Onze mandados de prisão
Atualmente, o comércio de drogas e a exploração de negócios irregulares no Morro dos Macacos, como a venda de sinal clandestino de TV a cabo, são controlados, segundo a polícia, por Leandro Nunes Botelho. Conhecido como Scooby-Doo, o traficante, que integra o TCP, é um dos bandidos mais procurados do Rio. Em seu nome, há 11 mandados de prisão expedidos pela Justiça.
Já para o CV, o Morro dos Macacos é considerado estratégico por permitir acesso, por meio da Floresta da Tijuca, à Zona Oeste. Além disso, segundo as investigações, sua conquista também seria fundamental para a facção criar uma espécie de “cinturão do tráfico” no Rio, interligando o local a outras comunidades da Tijuca já controladas pelo mesmo bando.
Troca de lado
De acordo com a polícia, um dos suspeitos de chefiar a ofensiva contra o TCP no Morro dos Macacos é Pedro Paulo Lucas Adriano do Nascimento, o Titauro, de 25 anos. Ex-integrante do bando, ele trocou de lado no início deste ano, insatisfeito com os pagamentos que recebia. Junto a outros seis criminosos, teria roubado sete fuzis e munição, fugindo para o Morro São João.
Após serem acolhidos no CV, os dissidentes teriam recebido apoio para tentar tomar o Morro dos Macacos, acirrando ainda mais a antiga guerra.
Titauro é citado em sete processos criminais que tramitam no Tribunal de Justiça do Rio (TJRJ). Ele é acusado de associação ao tráfico, tentativa de homicídio e homicídio. Em pelo menos dois dos casos, o réu foi absolvido das acusações. Mas, em dois outros, foi condenado. Umas das condenações ocorreu em 2018, quando uma pena de 16 anos chegou a ser estabelecida pela 2ª Vara Criminal. Segundo a Secretaria Estadual de Administração Penitenciária (Seap), o criminoso saiu da cadeia no dia 6 de dezembro de 2021 após receber o benefício de visita periódica ao lar, e não retornou mais.

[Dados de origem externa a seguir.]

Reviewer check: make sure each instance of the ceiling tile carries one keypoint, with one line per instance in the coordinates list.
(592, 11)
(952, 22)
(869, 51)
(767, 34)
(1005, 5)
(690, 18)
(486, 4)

Em nota, a assessoria de imprensa da Secretaria de Estado de Polícia Militar informou que “os confrontos durante as ações policiais representam a forma de atuação dos grupos criminosos, que insistem em enfrentar as forças de segurança que buscam resguardar os direitos básicos da população”. E acrescentou que “as unidades da corporação seguem planejamento prévio e protocolos técnicos para atuar em comunidades, tendo como preocupação central a preservação de vidas — da população local e de policiais militares envolvidos na ação”.